A small anti-lawn movement began in the 1960s, sprung partly from this pressure to maintain appearances. Lorrie Otto, a housewife just north of Milwaukee, created a stir when she let her front yard revert to prairie. She found her lawn wasteful, boring — and many agreed, starting “Wild Ones” groups that, to this day, advocate for naturalistic landscaping. “This argument against lawns, it gains its steam in tandem with the ’60s environmental movement,” said Terry Ryan, a landscape architect with Jacobs/Ryan Associates, whose work includes Chicago Riverwalk. “People start to realize lawns take water and chemicals to maintain — sometimes herbicides and insecticides — and though grass is green and cooler than pavement, it starts to seem like a poor use of resources.”
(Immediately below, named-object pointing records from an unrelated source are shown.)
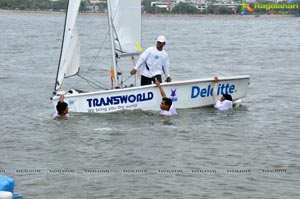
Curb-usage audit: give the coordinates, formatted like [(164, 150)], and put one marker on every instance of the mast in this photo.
[(62, 46), (112, 39)]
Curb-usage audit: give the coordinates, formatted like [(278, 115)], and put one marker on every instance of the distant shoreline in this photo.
[(150, 15)]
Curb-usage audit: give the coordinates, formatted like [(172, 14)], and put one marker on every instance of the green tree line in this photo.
[(180, 8)]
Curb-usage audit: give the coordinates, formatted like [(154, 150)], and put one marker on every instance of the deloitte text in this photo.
[(208, 91)]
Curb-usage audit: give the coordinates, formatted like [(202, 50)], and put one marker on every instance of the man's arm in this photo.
[(162, 92)]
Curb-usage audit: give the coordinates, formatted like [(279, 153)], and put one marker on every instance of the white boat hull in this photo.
[(184, 94)]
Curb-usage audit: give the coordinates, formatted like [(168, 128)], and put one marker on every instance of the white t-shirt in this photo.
[(171, 111), (157, 62), (225, 105)]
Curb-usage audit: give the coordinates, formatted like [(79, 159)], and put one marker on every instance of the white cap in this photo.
[(161, 38), (5, 195)]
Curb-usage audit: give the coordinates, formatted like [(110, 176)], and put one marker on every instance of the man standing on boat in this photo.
[(155, 61)]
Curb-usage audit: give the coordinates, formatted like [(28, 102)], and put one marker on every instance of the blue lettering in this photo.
[(206, 92), (90, 102), (131, 98), (203, 92), (122, 99), (150, 96), (231, 89)]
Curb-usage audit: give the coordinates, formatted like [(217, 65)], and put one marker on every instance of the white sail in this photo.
[(126, 17), (70, 54)]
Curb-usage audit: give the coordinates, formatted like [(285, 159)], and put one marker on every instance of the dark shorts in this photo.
[(148, 81)]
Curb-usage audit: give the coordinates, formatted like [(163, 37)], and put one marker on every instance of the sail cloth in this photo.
[(70, 53), (126, 18)]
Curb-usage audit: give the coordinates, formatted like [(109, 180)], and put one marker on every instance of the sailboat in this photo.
[(125, 37)]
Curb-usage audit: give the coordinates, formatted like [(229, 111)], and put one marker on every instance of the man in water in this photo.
[(225, 102), (62, 110), (155, 61), (166, 105)]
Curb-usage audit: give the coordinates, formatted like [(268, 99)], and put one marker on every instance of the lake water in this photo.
[(251, 152)]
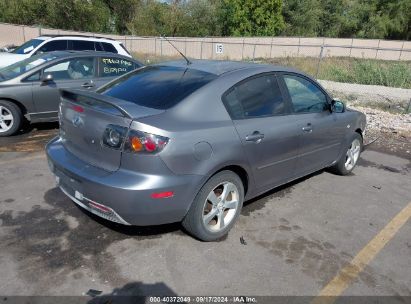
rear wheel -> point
(10, 118)
(350, 158)
(216, 207)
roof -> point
(73, 36)
(69, 53)
(219, 67)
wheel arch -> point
(22, 108)
(240, 171)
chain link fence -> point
(342, 65)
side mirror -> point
(46, 78)
(337, 106)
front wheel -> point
(216, 207)
(350, 158)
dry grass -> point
(353, 70)
(341, 69)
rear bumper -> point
(126, 193)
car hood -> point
(8, 58)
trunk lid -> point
(84, 116)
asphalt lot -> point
(298, 237)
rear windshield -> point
(158, 87)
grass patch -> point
(353, 70)
(388, 73)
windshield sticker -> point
(117, 61)
(26, 50)
(37, 62)
(116, 66)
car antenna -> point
(184, 56)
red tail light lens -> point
(114, 136)
(162, 194)
(142, 142)
(78, 109)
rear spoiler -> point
(106, 103)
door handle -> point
(308, 128)
(87, 85)
(255, 137)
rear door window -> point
(305, 96)
(56, 45)
(114, 67)
(158, 87)
(108, 47)
(81, 45)
(256, 97)
(72, 69)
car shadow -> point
(30, 138)
(260, 201)
(134, 292)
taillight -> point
(114, 136)
(142, 142)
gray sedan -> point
(177, 142)
(29, 89)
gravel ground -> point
(385, 108)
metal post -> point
(271, 48)
(319, 61)
(402, 47)
(242, 51)
(352, 43)
(201, 49)
(409, 107)
(155, 46)
(376, 53)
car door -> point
(76, 73)
(270, 139)
(321, 131)
(111, 67)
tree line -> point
(385, 19)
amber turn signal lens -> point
(136, 144)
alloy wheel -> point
(352, 154)
(220, 206)
(6, 119)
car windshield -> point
(158, 87)
(24, 66)
(28, 46)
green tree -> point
(252, 17)
(300, 21)
(69, 14)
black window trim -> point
(287, 104)
(288, 96)
(98, 63)
(65, 59)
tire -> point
(216, 207)
(346, 164)
(10, 118)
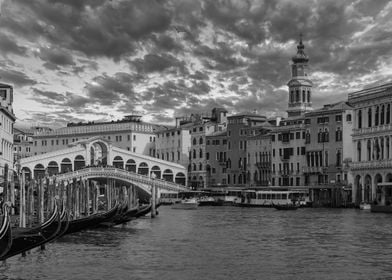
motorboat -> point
(364, 206)
(190, 203)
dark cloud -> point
(16, 78)
(55, 58)
(180, 53)
(156, 63)
(8, 44)
(47, 95)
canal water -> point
(221, 243)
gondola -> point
(143, 210)
(5, 231)
(92, 220)
(29, 240)
(285, 206)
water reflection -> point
(221, 243)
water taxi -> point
(383, 201)
(187, 204)
(270, 196)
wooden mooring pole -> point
(153, 200)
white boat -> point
(190, 203)
(270, 196)
(364, 206)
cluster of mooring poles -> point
(44, 209)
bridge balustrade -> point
(120, 174)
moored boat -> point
(92, 220)
(383, 201)
(286, 207)
(25, 241)
(190, 203)
(364, 206)
(270, 196)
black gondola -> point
(92, 220)
(143, 210)
(29, 240)
(5, 231)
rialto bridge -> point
(96, 158)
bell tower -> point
(300, 86)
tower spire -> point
(300, 86)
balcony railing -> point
(313, 169)
(372, 130)
(367, 165)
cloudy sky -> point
(78, 60)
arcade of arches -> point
(366, 186)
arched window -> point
(326, 135)
(359, 119)
(338, 135)
(359, 150)
(369, 151)
(320, 136)
(338, 158)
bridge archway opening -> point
(99, 153)
(130, 165)
(168, 175)
(118, 162)
(157, 171)
(79, 162)
(27, 173)
(180, 178)
(143, 169)
(66, 165)
(39, 171)
(53, 168)
(377, 180)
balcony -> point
(372, 130)
(222, 162)
(368, 165)
(263, 165)
(313, 169)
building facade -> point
(288, 152)
(239, 128)
(23, 142)
(173, 144)
(259, 157)
(7, 120)
(372, 141)
(216, 159)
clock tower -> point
(300, 86)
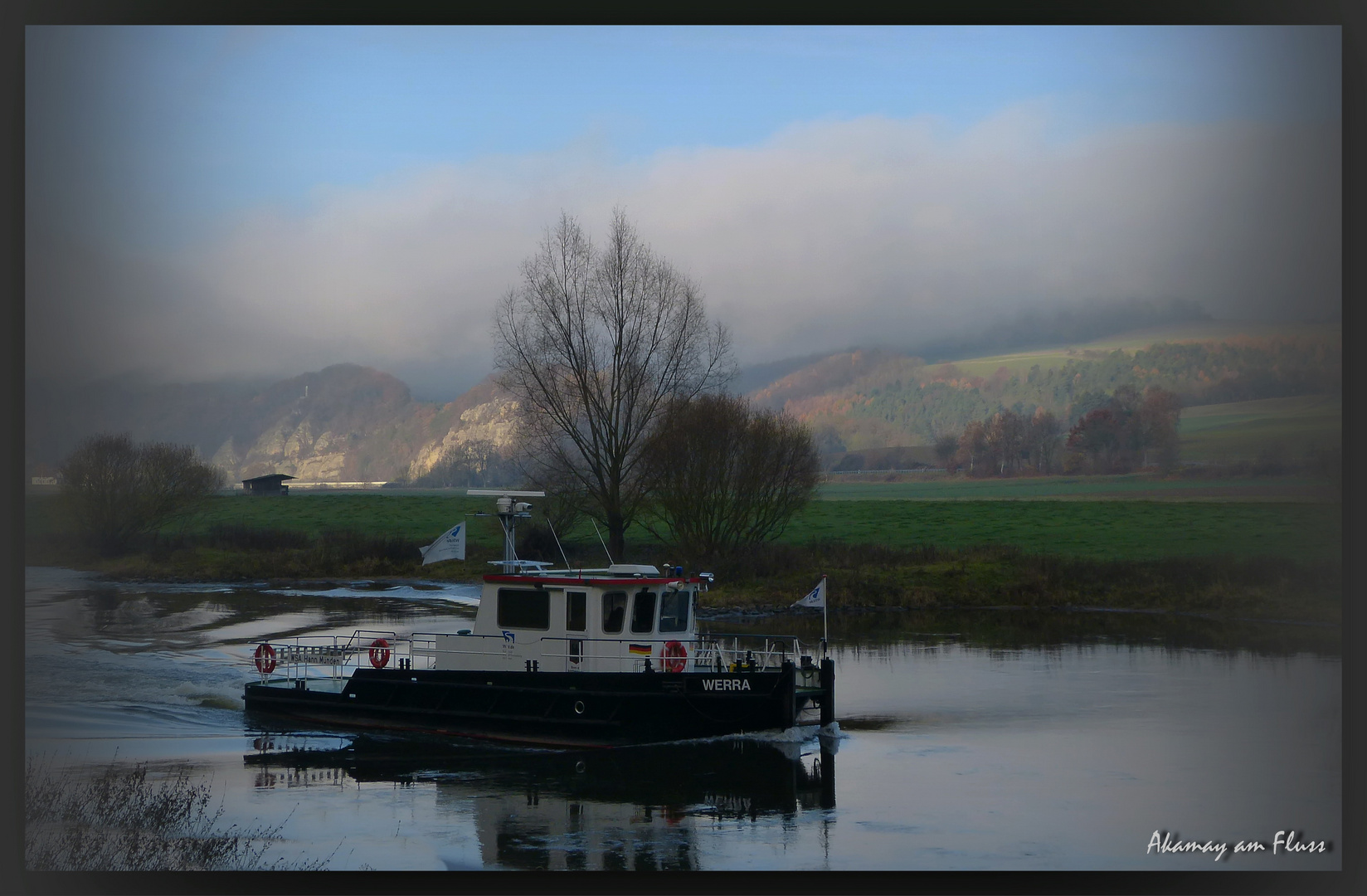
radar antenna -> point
(508, 514)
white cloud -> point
(829, 234)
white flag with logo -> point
(816, 597)
(450, 545)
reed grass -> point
(119, 818)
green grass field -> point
(1098, 529)
(1135, 486)
(946, 514)
(1247, 428)
(1191, 331)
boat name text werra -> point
(726, 684)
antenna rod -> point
(558, 542)
(601, 542)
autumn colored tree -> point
(1157, 421)
(1098, 436)
(1005, 440)
(726, 476)
(1042, 436)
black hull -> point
(578, 709)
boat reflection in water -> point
(618, 809)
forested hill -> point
(345, 423)
(863, 400)
(349, 423)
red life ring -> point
(674, 657)
(265, 658)
(379, 653)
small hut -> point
(271, 485)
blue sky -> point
(155, 145)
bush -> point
(725, 476)
(115, 491)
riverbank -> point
(1228, 560)
(859, 576)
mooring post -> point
(827, 691)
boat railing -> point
(702, 653)
(326, 655)
(423, 647)
(338, 655)
(727, 651)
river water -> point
(1005, 740)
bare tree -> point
(1042, 434)
(1005, 436)
(115, 490)
(727, 476)
(946, 444)
(595, 345)
(972, 448)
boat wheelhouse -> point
(565, 657)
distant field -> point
(1191, 331)
(1246, 428)
(1132, 486)
(1102, 529)
(866, 514)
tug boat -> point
(557, 658)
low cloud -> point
(868, 231)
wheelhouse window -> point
(614, 611)
(524, 609)
(643, 613)
(576, 611)
(674, 611)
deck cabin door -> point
(576, 623)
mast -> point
(508, 514)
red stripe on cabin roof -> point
(595, 580)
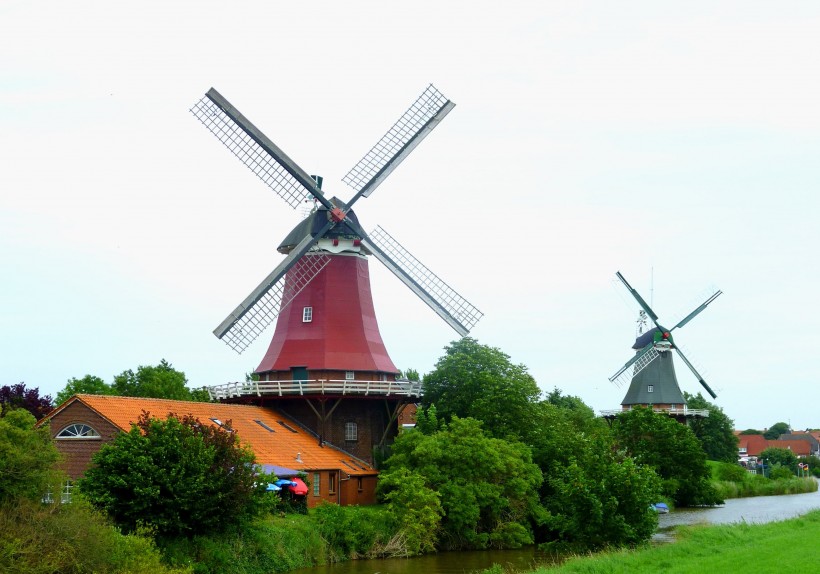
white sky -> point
(675, 142)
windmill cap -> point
(314, 222)
(646, 338)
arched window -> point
(78, 430)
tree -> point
(595, 494)
(672, 449)
(480, 382)
(488, 487)
(19, 397)
(88, 385)
(160, 382)
(175, 475)
(777, 429)
(27, 457)
(715, 432)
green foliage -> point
(480, 382)
(780, 456)
(415, 509)
(715, 432)
(88, 385)
(71, 539)
(606, 505)
(777, 429)
(487, 486)
(19, 397)
(671, 448)
(175, 476)
(350, 531)
(160, 382)
(595, 495)
(27, 458)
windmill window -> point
(331, 483)
(78, 430)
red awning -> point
(299, 487)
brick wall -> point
(77, 452)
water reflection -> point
(755, 510)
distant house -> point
(806, 437)
(754, 444)
(82, 424)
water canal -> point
(759, 509)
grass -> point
(773, 547)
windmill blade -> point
(256, 151)
(640, 301)
(694, 313)
(695, 372)
(416, 123)
(641, 360)
(262, 306)
(459, 313)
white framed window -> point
(331, 483)
(351, 431)
(77, 430)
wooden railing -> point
(315, 387)
(685, 411)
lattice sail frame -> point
(262, 313)
(425, 108)
(626, 375)
(250, 153)
(456, 305)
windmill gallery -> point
(326, 398)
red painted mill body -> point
(331, 325)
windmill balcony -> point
(684, 411)
(315, 387)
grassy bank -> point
(774, 547)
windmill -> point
(320, 293)
(651, 372)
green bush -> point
(71, 539)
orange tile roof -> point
(291, 447)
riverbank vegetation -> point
(773, 547)
(492, 463)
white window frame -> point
(76, 431)
(351, 431)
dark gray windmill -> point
(334, 220)
(651, 372)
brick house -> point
(82, 424)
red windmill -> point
(326, 348)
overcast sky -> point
(675, 142)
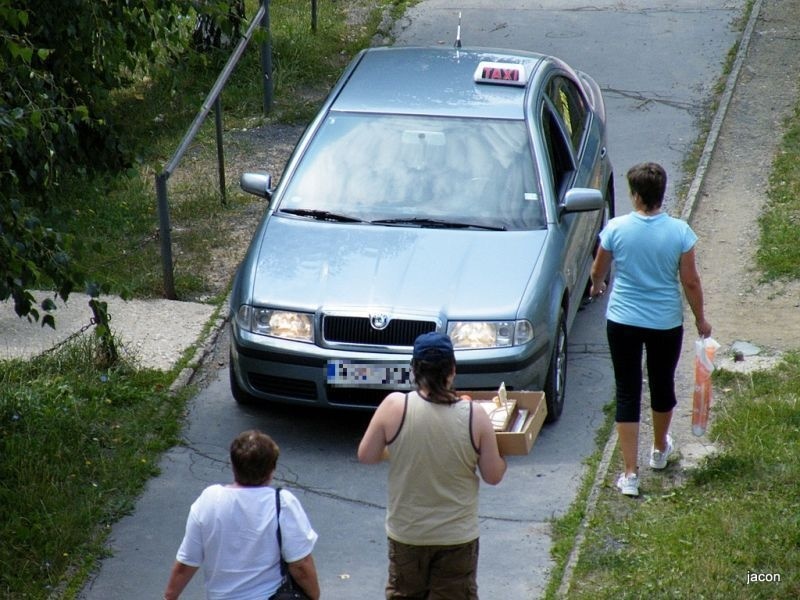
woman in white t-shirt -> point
(231, 531)
(653, 254)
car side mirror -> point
(581, 200)
(259, 184)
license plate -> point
(345, 373)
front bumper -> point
(298, 373)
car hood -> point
(312, 266)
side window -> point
(561, 164)
(571, 107)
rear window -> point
(374, 167)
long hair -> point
(433, 376)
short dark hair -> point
(253, 457)
(649, 181)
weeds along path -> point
(734, 191)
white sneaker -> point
(658, 459)
(628, 484)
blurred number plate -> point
(375, 375)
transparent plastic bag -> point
(704, 351)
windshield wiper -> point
(425, 222)
(320, 215)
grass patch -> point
(735, 516)
(77, 445)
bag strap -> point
(278, 522)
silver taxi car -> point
(454, 190)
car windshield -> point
(418, 172)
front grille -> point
(367, 398)
(283, 386)
(357, 330)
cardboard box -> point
(517, 443)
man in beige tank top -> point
(436, 445)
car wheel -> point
(555, 385)
(241, 396)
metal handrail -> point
(261, 19)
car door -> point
(565, 120)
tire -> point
(555, 386)
(241, 396)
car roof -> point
(434, 81)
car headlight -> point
(489, 334)
(276, 323)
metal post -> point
(165, 236)
(314, 16)
(266, 59)
(220, 152)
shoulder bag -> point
(288, 590)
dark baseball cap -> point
(433, 346)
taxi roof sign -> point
(501, 73)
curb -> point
(688, 209)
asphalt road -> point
(657, 64)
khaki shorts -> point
(433, 572)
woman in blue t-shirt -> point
(653, 254)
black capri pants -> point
(663, 347)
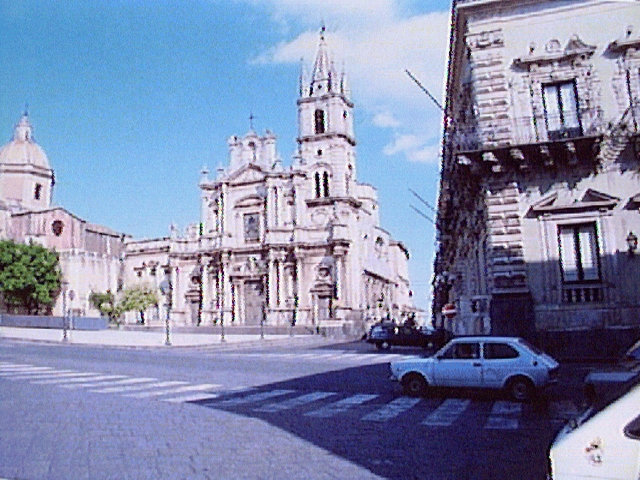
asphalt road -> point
(285, 413)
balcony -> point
(582, 294)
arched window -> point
(325, 184)
(319, 121)
(317, 178)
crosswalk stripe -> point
(504, 416)
(191, 398)
(25, 375)
(447, 413)
(171, 391)
(563, 410)
(126, 381)
(134, 388)
(68, 378)
(340, 406)
(7, 367)
(392, 410)
(254, 398)
(96, 381)
(23, 371)
(42, 375)
(294, 402)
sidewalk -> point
(157, 338)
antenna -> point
(424, 89)
(424, 201)
(422, 214)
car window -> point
(634, 352)
(632, 430)
(462, 351)
(497, 351)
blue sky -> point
(130, 99)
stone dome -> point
(22, 149)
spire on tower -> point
(321, 67)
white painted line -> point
(190, 398)
(338, 407)
(39, 375)
(563, 410)
(24, 370)
(447, 413)
(99, 381)
(256, 397)
(134, 388)
(69, 378)
(504, 416)
(171, 391)
(392, 410)
(13, 366)
(294, 402)
(126, 381)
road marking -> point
(340, 406)
(294, 402)
(562, 410)
(171, 391)
(254, 398)
(447, 413)
(72, 378)
(96, 381)
(25, 375)
(133, 388)
(126, 381)
(504, 416)
(24, 371)
(191, 398)
(6, 366)
(392, 410)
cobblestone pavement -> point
(342, 420)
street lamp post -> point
(166, 289)
(65, 334)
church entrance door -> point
(324, 308)
(254, 302)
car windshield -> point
(530, 346)
(634, 352)
(611, 397)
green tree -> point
(106, 304)
(138, 298)
(135, 299)
(30, 277)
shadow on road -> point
(358, 414)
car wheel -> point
(521, 389)
(414, 385)
(430, 345)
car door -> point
(459, 365)
(500, 361)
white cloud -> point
(385, 119)
(377, 41)
(414, 147)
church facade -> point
(90, 254)
(282, 245)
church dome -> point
(22, 149)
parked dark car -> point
(386, 335)
(601, 381)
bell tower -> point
(26, 179)
(326, 142)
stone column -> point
(205, 293)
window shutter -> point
(569, 105)
(588, 252)
(552, 108)
(568, 255)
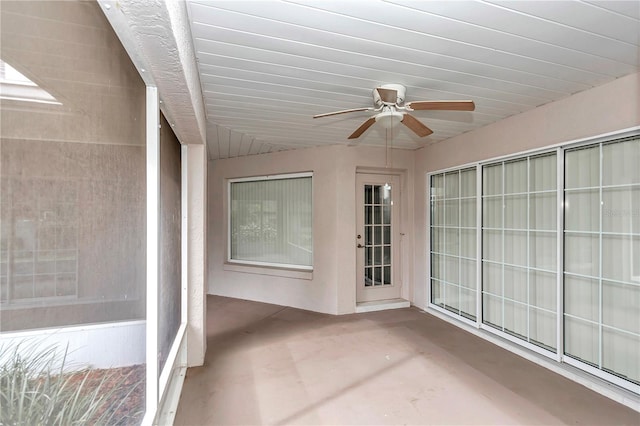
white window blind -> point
(270, 221)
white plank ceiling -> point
(266, 67)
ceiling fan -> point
(390, 109)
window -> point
(560, 279)
(601, 243)
(453, 241)
(270, 221)
(519, 260)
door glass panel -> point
(377, 235)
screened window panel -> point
(515, 212)
(543, 328)
(582, 168)
(271, 222)
(581, 340)
(543, 250)
(519, 240)
(620, 163)
(468, 243)
(581, 297)
(515, 177)
(515, 247)
(543, 173)
(577, 203)
(618, 348)
(515, 319)
(602, 234)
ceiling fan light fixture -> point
(389, 119)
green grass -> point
(37, 389)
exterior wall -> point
(608, 108)
(330, 288)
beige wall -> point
(608, 108)
(331, 288)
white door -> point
(377, 239)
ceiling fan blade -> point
(342, 112)
(363, 127)
(416, 126)
(388, 95)
(442, 105)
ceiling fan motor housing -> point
(400, 90)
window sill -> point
(272, 271)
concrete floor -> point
(266, 364)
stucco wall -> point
(608, 108)
(331, 288)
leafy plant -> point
(36, 388)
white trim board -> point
(108, 345)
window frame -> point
(270, 265)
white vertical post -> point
(197, 255)
(428, 231)
(478, 245)
(153, 249)
(184, 242)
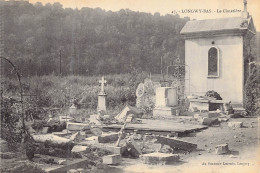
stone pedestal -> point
(165, 112)
(166, 104)
(102, 102)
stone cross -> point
(102, 82)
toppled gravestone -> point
(176, 143)
(213, 114)
(112, 159)
(62, 162)
(50, 137)
(7, 155)
(235, 124)
(108, 138)
(209, 121)
(132, 149)
(77, 126)
(222, 149)
(78, 136)
(4, 145)
(79, 148)
(160, 158)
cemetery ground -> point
(88, 142)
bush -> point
(252, 93)
(213, 94)
(10, 113)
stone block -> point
(4, 145)
(108, 138)
(62, 162)
(133, 148)
(213, 114)
(78, 137)
(209, 121)
(65, 118)
(77, 126)
(45, 130)
(235, 124)
(198, 117)
(223, 119)
(176, 143)
(112, 159)
(96, 131)
(7, 155)
(61, 134)
(113, 149)
(50, 137)
(222, 149)
(160, 158)
(79, 148)
(165, 112)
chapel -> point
(218, 55)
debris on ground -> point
(176, 143)
(235, 124)
(160, 158)
(112, 159)
(222, 149)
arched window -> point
(213, 62)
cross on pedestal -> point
(102, 82)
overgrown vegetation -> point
(252, 92)
(89, 41)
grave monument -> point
(102, 96)
(166, 103)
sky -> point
(209, 9)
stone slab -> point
(176, 143)
(209, 121)
(213, 114)
(133, 148)
(81, 163)
(160, 158)
(7, 155)
(165, 112)
(235, 124)
(77, 126)
(79, 148)
(222, 149)
(113, 149)
(4, 145)
(112, 159)
(50, 137)
(108, 138)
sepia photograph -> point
(130, 86)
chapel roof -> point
(216, 25)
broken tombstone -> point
(77, 126)
(78, 136)
(133, 148)
(166, 149)
(235, 124)
(4, 145)
(79, 148)
(160, 158)
(108, 137)
(209, 121)
(112, 159)
(62, 162)
(96, 131)
(222, 149)
(176, 143)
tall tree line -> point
(89, 41)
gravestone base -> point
(102, 102)
(165, 112)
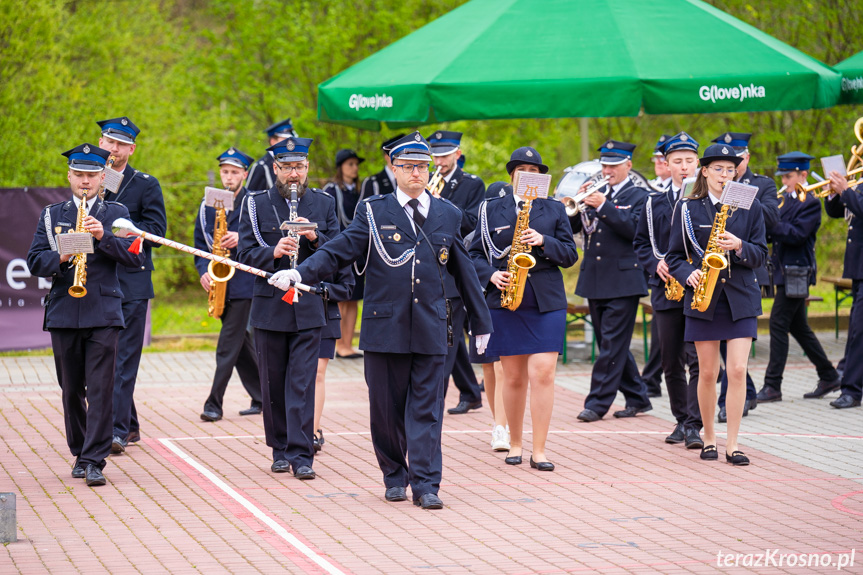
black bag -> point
(796, 281)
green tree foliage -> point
(198, 76)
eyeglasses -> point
(719, 171)
(409, 168)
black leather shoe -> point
(209, 415)
(736, 458)
(845, 401)
(589, 416)
(541, 465)
(632, 411)
(118, 445)
(429, 501)
(79, 471)
(304, 472)
(769, 395)
(396, 494)
(677, 436)
(94, 476)
(823, 388)
(464, 407)
(693, 438)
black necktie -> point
(419, 219)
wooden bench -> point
(840, 286)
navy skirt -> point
(526, 330)
(722, 326)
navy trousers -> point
(288, 363)
(85, 367)
(129, 348)
(406, 414)
(615, 368)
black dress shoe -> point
(209, 415)
(589, 416)
(709, 453)
(464, 407)
(541, 465)
(79, 471)
(396, 494)
(823, 388)
(769, 395)
(94, 476)
(304, 472)
(693, 439)
(736, 458)
(253, 410)
(429, 501)
(845, 401)
(632, 411)
(677, 436)
(118, 445)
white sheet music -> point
(75, 243)
(214, 195)
(738, 195)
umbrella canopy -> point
(564, 58)
(852, 79)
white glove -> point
(284, 279)
(482, 343)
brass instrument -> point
(77, 288)
(220, 273)
(436, 183)
(519, 261)
(713, 262)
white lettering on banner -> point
(852, 84)
(739, 92)
(358, 101)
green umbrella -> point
(566, 58)
(852, 79)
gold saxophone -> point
(519, 261)
(713, 262)
(77, 288)
(219, 273)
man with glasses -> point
(413, 241)
(287, 335)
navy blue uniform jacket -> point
(850, 199)
(404, 310)
(661, 210)
(142, 196)
(102, 306)
(259, 233)
(547, 217)
(609, 268)
(794, 236)
(738, 280)
(239, 286)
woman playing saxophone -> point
(723, 299)
(527, 335)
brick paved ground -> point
(198, 497)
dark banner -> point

This is a decent quick history of the lawn and the meanings attached to it. Yet, there are few alternatives suggested here. In times of severe drought, such as recently experienced in California, residents are innovative: paint the lawn, change the lawn out for drought-resistant plants or stones, use greywater for watering, or water the lawn anyway despite public mockery or fines. But, if Americans are truly serious about doing away with the traditional lawn, the answer lies with new ways of designing housing and spaces. Doing away with the grass lawn does not necessarily mean the loss of a private yard but they often go together. Imagine more single-family homes with much smaller lots or more row homes or, going further, more condos and apartments built up rather than sideways. If the lawn is a waste of resources and land, a sign of oppressive middle-class conformity, and not worth the time it requires, some major changes would be needed to shift away from it.